Zhipu AI has open sourced its CogAgent-9B model based on GLM-4V-9B training. This is an Agent task model that can understand user instructions through screenshots and predict the next GUI operation. This model has strong universality and is suitable for various GUI interaction scenarios such as personal computers, mobile phones, and cars. Compared with the previous version, CogAgent-9B-20241220 has been significantly improved in many aspects, supports bilingual Chinese and English, and can output detailed thinking processes, action descriptions and sensitivity judgments. It has achieved leading results on multiple data sets, demonstrating its advantages in GUI positioning, single-step and multi-step operations. The open source CogAgent-9B not only promotes the development of large model technology, but also provides new possibilities for the visually impaired.
Compared with the first version of the CogAgent model that was open sourced in December 2023, CogAgent-9B-20241220 has significantly improved in terms of GUI perception, inference prediction accuracy, action space completeness, task universality and generalization. And supports bilingual screenshots and language interaction in Chinese and English. The input of CogAgent only includes the user's natural language instructions, executed historical action records and GUI screenshots, without any textual representation of layout information or additional element label information. The output covers the thinking process, natural language description of the next action, structured description of the next action, and sensitivity judgment of the next action.

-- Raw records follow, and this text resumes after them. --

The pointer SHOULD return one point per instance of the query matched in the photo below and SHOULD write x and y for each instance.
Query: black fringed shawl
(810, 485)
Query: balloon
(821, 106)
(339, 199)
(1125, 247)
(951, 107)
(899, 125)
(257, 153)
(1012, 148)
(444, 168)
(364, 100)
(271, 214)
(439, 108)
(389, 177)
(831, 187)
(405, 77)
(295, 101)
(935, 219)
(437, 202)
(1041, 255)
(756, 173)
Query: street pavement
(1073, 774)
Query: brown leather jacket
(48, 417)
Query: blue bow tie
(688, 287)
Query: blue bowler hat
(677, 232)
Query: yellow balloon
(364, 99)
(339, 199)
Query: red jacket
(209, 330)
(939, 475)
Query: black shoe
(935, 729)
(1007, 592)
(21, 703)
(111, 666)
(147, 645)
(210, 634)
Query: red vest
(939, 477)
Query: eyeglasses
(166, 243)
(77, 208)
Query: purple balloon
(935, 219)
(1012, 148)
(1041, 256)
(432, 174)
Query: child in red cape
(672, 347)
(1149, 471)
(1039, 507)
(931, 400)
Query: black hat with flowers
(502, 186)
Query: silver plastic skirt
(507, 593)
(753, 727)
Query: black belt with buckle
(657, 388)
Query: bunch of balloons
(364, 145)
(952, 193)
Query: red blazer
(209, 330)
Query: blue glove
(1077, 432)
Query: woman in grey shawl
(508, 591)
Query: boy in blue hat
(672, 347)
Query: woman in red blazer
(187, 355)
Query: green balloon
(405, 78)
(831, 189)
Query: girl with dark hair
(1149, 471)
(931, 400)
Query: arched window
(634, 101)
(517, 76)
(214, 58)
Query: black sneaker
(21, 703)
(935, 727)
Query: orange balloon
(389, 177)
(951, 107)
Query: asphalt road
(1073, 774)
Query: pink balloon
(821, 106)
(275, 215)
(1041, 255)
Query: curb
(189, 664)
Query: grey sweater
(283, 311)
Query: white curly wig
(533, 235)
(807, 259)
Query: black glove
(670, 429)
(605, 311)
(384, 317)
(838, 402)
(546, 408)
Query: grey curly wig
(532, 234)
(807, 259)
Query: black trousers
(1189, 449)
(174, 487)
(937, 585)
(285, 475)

In the performance test, CogAgent-9B-20241220 achieved leading results on multiple data sets, demonstrating its advantages in GUI positioning, single-step operations, Chinese step-wise lists, and multi-step operations. This move by Smart Spectrum Technology not only promotes the development of large model technology, but also provides new tools and possibilities for visually impaired IT practitioners.
Code:
https://github.com/THUDM/CogAgent
Model:
Huggingface: https://huggingface.co/THUDM/cogagent-9b-20241220
Cogagent Community: https://modelscope.cn/models/ZhipuAI/cogagent-9b-20241220
The open source of CogAgent-9B marks an important step in the large-model Agent ecosystem. Its efficient GUI interaction capabilities and wide applicability provide a new direction for the future development of intelligent interaction technology, and also heralds the coming of more convenient and smarter future application scenarios. We look forward to seeing more innovative applications based on CogAgent-9B.